Koalisi Lembaga Swadaya Masyarakat (LSM) mendesak Dewan Perwakilan Rakyat (DPR) bertindak tegas atas sikap Presiden Susilo Bambang Yudhoyono (SBY) mengangkat Patrialis Akbar sebagai konstitusi, tanpa melalui mekanisme seleksi sebagaimana yang sudah-sudah.
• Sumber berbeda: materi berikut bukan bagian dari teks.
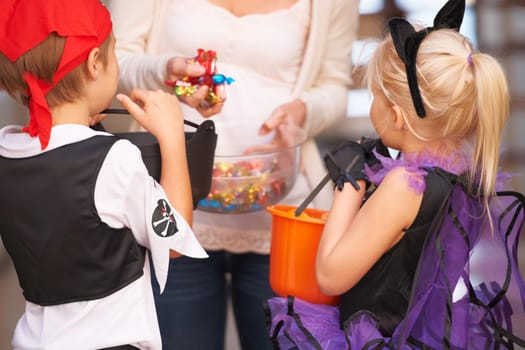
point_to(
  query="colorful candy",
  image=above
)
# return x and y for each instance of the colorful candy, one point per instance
(216, 82)
(246, 186)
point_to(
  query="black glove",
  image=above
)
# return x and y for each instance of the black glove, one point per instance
(346, 163)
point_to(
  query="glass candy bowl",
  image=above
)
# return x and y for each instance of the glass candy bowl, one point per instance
(243, 183)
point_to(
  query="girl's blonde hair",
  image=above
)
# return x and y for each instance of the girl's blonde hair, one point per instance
(465, 95)
(42, 62)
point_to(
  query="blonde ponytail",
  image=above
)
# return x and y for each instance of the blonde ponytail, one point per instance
(492, 108)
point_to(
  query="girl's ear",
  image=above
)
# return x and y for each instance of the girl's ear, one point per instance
(398, 117)
(93, 63)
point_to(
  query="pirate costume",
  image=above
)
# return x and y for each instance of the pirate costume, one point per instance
(451, 282)
(79, 208)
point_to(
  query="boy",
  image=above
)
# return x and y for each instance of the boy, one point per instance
(78, 206)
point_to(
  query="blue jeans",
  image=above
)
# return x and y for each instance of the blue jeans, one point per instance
(192, 308)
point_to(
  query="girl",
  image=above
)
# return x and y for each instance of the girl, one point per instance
(405, 257)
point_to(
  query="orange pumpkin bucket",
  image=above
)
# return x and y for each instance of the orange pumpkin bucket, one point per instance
(293, 250)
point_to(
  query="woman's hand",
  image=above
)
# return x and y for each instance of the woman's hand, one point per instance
(293, 112)
(286, 121)
(177, 68)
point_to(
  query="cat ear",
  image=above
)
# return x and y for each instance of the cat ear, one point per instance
(406, 42)
(451, 15)
(400, 30)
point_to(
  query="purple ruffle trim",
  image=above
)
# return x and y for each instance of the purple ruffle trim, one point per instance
(415, 165)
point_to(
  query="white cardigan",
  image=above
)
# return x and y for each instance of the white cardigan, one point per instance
(323, 81)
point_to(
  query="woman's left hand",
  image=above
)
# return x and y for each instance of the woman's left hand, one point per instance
(293, 112)
(286, 121)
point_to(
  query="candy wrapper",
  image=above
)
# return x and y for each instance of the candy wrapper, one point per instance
(215, 81)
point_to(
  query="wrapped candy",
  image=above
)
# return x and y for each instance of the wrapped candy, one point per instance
(244, 186)
(216, 82)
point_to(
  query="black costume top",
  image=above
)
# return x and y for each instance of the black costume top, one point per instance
(51, 229)
(385, 289)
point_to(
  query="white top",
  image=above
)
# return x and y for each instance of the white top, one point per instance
(263, 54)
(125, 196)
(322, 81)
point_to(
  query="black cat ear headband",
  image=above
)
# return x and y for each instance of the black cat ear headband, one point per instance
(407, 40)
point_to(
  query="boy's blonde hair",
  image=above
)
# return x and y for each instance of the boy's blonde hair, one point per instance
(465, 95)
(42, 62)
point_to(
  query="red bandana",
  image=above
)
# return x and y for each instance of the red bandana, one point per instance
(26, 23)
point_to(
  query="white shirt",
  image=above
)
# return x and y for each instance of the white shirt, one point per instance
(125, 196)
(263, 53)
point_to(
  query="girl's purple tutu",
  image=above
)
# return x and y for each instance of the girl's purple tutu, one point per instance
(468, 291)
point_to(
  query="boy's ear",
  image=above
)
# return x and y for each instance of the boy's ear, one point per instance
(93, 63)
(398, 117)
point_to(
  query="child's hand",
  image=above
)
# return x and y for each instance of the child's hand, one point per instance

DPR seharusnya memanggil Presiden untuk meminta penjelasan terkait Keppres Nomor 87/P Tahun 2013 yang salah satu isinya tentang pengangkatan Patrialis sebagai hakim konstitusi."Kalau ini sudah main-main, artinya apabila konstitusi sudah dipermainkan maka harus ada yang bertindak yaitu DPR bisa saja memanggil meminta keterangan, posisi DPR kan sebagai pengawas dan jalannya undang-undang itu kan dari DPR," ujar Direktur Advokasi Yayasan Lembaga Bantuan Hukum Indonesia (YLBHI) Bahrain.Hal itu dikatakan Bahrain di kantor ICW Jalan Kalibata, Jakarta Selatan, Minggu (11/8).Menurut Bahrain, pengangkatan diam-diam Patrialis sebagai hakim konstitusi oleh SBY bisa saja diasumsikan untuk kepentingan Pemilu 2014. Seperti diketahui, MK memiliki kewenangan memutuskan sengketa pemilu."Asumsi kita bisa saja ini kepentingan 2014, karena proses pengesahan, pengujian itu mengarah ke Mahkamah Konstitusi dan itu nantinya pasti akan berpengaruh pada independensi MK sendiri, kalau formilnya saja sudah salah gak perlu kita bahas lainnya," tandasnya.Rencananya besok Koalisi LSM akan mendatangi Pengadilan Tata Usaha Negara (PTUN) untuk mengajukan tafsir pasal 19 UU Nomor 24 Tahun 2003 tentang MK. Pasal itu berbunyi, "Pencalonan hakim konstitusi dilaksanakan secara transparan dan partisipatif."